Margaret is not sure why pumping out an airlock is dangerous enough to justify that much klaxon but presumably someone who knew a lot about it thought it was. Now, does this shuttle station have a shuttle in it, and ideally also a route map?
As Margaret steps across the threshold, a flashlight snaps on on her helmet. It looks from its beam like the tunnel leads down a small distance onto an island platform between two tracks, each hosting a small shuttle car, about the size of an airport tram. The lighting is dim, and someplace in the background there's the omnipresent drip of water.

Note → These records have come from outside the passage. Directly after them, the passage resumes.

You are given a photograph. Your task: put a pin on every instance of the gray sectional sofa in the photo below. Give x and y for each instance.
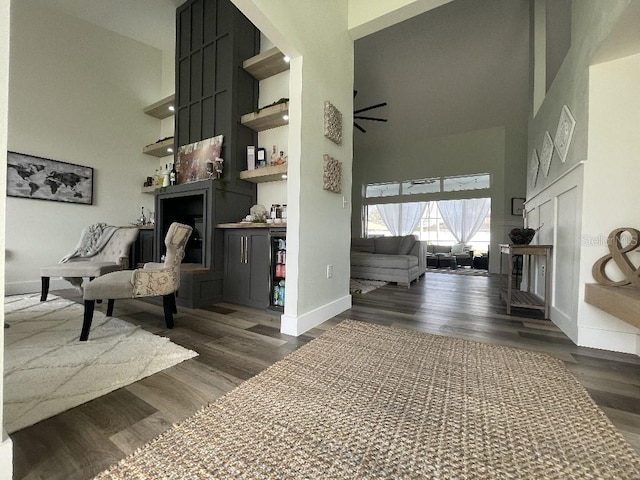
(390, 259)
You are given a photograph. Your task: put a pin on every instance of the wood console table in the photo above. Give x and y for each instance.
(526, 299)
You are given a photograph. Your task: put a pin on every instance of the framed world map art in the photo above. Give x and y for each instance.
(39, 178)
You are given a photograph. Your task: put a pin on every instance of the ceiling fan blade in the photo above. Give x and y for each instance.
(383, 104)
(370, 118)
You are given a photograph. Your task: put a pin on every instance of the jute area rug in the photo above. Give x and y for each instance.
(362, 286)
(48, 370)
(369, 402)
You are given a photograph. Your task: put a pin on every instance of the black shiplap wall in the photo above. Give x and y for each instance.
(213, 38)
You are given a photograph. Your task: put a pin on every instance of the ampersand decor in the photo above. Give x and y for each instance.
(618, 255)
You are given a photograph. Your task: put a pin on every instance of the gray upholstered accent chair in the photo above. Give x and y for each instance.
(154, 279)
(114, 256)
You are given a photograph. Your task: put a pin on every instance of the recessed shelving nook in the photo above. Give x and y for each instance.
(273, 173)
(266, 64)
(160, 149)
(267, 118)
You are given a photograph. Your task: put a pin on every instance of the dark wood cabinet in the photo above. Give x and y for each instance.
(247, 267)
(201, 205)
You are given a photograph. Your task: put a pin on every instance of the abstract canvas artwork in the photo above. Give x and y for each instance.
(566, 126)
(534, 167)
(200, 160)
(546, 154)
(332, 177)
(43, 179)
(332, 123)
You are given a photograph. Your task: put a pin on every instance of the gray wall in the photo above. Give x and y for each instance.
(457, 83)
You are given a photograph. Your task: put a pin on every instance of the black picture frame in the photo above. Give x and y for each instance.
(40, 178)
(517, 206)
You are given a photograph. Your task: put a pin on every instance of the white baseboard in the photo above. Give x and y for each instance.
(615, 341)
(19, 288)
(298, 325)
(6, 457)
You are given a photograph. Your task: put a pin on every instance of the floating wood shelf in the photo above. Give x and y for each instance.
(266, 64)
(161, 109)
(265, 174)
(267, 118)
(159, 149)
(621, 302)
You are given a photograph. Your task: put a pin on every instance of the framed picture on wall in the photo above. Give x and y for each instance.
(39, 178)
(517, 206)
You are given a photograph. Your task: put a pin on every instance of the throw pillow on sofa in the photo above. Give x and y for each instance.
(406, 245)
(387, 245)
(457, 249)
(362, 245)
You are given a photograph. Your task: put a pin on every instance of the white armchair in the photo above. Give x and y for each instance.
(155, 279)
(113, 256)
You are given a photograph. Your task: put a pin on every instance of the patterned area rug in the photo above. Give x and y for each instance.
(359, 285)
(47, 370)
(366, 401)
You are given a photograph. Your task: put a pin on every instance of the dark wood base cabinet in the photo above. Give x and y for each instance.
(201, 205)
(247, 267)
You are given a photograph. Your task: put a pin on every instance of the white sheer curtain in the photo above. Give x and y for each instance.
(464, 217)
(401, 218)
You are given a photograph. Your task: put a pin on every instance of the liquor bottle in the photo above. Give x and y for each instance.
(281, 293)
(165, 177)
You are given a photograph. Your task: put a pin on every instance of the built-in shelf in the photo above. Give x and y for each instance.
(265, 174)
(621, 302)
(266, 64)
(160, 149)
(162, 108)
(267, 118)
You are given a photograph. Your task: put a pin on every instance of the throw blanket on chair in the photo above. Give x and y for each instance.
(92, 240)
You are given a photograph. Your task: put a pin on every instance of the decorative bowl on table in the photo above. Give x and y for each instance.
(522, 236)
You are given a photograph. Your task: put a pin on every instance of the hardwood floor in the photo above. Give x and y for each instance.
(235, 343)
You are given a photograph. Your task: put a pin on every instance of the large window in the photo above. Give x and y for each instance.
(432, 227)
(477, 181)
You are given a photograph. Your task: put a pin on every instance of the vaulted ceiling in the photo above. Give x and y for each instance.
(462, 65)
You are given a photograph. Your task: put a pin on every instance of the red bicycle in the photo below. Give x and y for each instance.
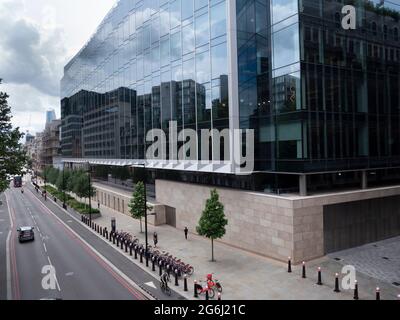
(202, 290)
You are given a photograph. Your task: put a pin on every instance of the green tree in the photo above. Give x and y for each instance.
(138, 202)
(213, 221)
(52, 175)
(62, 180)
(82, 188)
(12, 155)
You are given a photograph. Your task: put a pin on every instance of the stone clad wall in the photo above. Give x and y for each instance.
(269, 225)
(259, 223)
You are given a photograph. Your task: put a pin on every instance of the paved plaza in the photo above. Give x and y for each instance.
(248, 276)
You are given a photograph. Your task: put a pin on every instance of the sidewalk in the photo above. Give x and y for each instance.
(247, 276)
(244, 275)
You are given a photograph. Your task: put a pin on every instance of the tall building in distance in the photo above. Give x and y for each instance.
(50, 116)
(324, 104)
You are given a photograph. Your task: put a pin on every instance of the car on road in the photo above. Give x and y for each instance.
(26, 234)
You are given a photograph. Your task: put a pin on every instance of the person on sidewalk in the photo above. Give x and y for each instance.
(155, 239)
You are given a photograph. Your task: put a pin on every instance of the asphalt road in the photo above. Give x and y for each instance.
(86, 266)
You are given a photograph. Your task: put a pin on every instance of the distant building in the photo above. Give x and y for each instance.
(29, 138)
(50, 116)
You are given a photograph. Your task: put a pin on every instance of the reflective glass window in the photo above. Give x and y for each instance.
(200, 4)
(285, 45)
(164, 51)
(188, 39)
(175, 11)
(218, 20)
(202, 30)
(203, 67)
(187, 9)
(176, 46)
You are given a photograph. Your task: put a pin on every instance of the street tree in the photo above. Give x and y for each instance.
(213, 221)
(62, 180)
(12, 155)
(82, 188)
(138, 203)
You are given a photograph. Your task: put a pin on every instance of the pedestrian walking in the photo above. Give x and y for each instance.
(155, 239)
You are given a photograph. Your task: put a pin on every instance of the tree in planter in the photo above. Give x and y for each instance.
(62, 180)
(82, 187)
(12, 154)
(137, 203)
(213, 221)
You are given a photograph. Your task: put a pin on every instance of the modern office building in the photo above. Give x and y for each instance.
(324, 104)
(50, 116)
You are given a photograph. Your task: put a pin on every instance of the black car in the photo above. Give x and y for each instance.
(26, 234)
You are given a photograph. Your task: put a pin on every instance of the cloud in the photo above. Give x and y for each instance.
(29, 108)
(30, 54)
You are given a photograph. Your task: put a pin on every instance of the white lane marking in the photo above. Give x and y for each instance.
(109, 263)
(151, 285)
(9, 212)
(8, 257)
(55, 276)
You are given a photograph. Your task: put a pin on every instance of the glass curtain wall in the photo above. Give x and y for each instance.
(351, 84)
(150, 62)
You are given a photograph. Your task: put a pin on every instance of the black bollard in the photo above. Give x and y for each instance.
(195, 289)
(304, 276)
(185, 288)
(176, 278)
(319, 277)
(356, 291)
(336, 283)
(168, 270)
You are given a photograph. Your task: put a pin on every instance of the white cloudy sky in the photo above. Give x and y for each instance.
(37, 38)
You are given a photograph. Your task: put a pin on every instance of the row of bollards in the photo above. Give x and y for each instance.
(337, 286)
(139, 252)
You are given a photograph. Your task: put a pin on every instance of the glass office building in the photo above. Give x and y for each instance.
(323, 101)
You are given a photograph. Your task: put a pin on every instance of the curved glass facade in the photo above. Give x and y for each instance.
(150, 62)
(320, 98)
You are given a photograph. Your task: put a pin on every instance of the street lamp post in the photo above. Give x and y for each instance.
(64, 197)
(45, 182)
(90, 194)
(145, 208)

Automatic headlight: cool. Automatic headlight that somehow failed to turn on until just now: less cool, but maybe getting water dumped on it jostled something back into place.
Now, does it make more sense to try to turn on the shuttle cars or to just walk along the tracks? She doesn't seem to have gotten any more tired since waking up, but it's been less than a day and it could be hundreds of kilometres to Lambda for all she knows. Probably somewhat less, since the whole complex was one pin on the big map, but it's still worth trying to get train service for a bit before giving up and walking. So it's time for another round of "follow cables back and forth looking for the on switch".
At the far end of the platform, where the shuttle tracks vanish into tubes in the wall, trying to hop the platform-edge fence shows that just down the tunnel, there's some kind of automated doors sealed over the tunnel--maybe they're subdivided, to stop water from flooding back along the tunnels if part of the system floods? There's a control box for track power, but the little screen built into it shows "insufficient power", so indeed following the cables seems to be the order of the day. However, looking back towards the right-side platform, there's a communications panel on the wall showing a buffered message, and an open door leading to some tracks back the way Margaret arrived from, to the side of the tunnel down from the surface airlock she used.
Buffered message get. Is it weird that she's getting used to this? Probably everyone is used to this and it's not any weirder than getting used to, like, smartphones.
That might have been the first one of these to be immediately practically useful. Margaret follows in Amy's presumable footsteps, hoping her apparent failure doesn't mean she died on the way.
The tunnel leads back a distance long enough to hold more than a few trains--apparently it goes to some kind of maintenance facility. The whole place looks like it could use maintenance--some of the cables hang down and spark, and there's breaks in the casing of the power rails along the walls that the shuttles look like they ride. Just before a closed end door, a small set of steps lead up to a door off on the left side. From around the corner as Margaret gets close enough to see the light spilling out the door into the tunnel in front of her, she can hear a hissing sounds--hissphiss. Hissphiss. Hissphiss.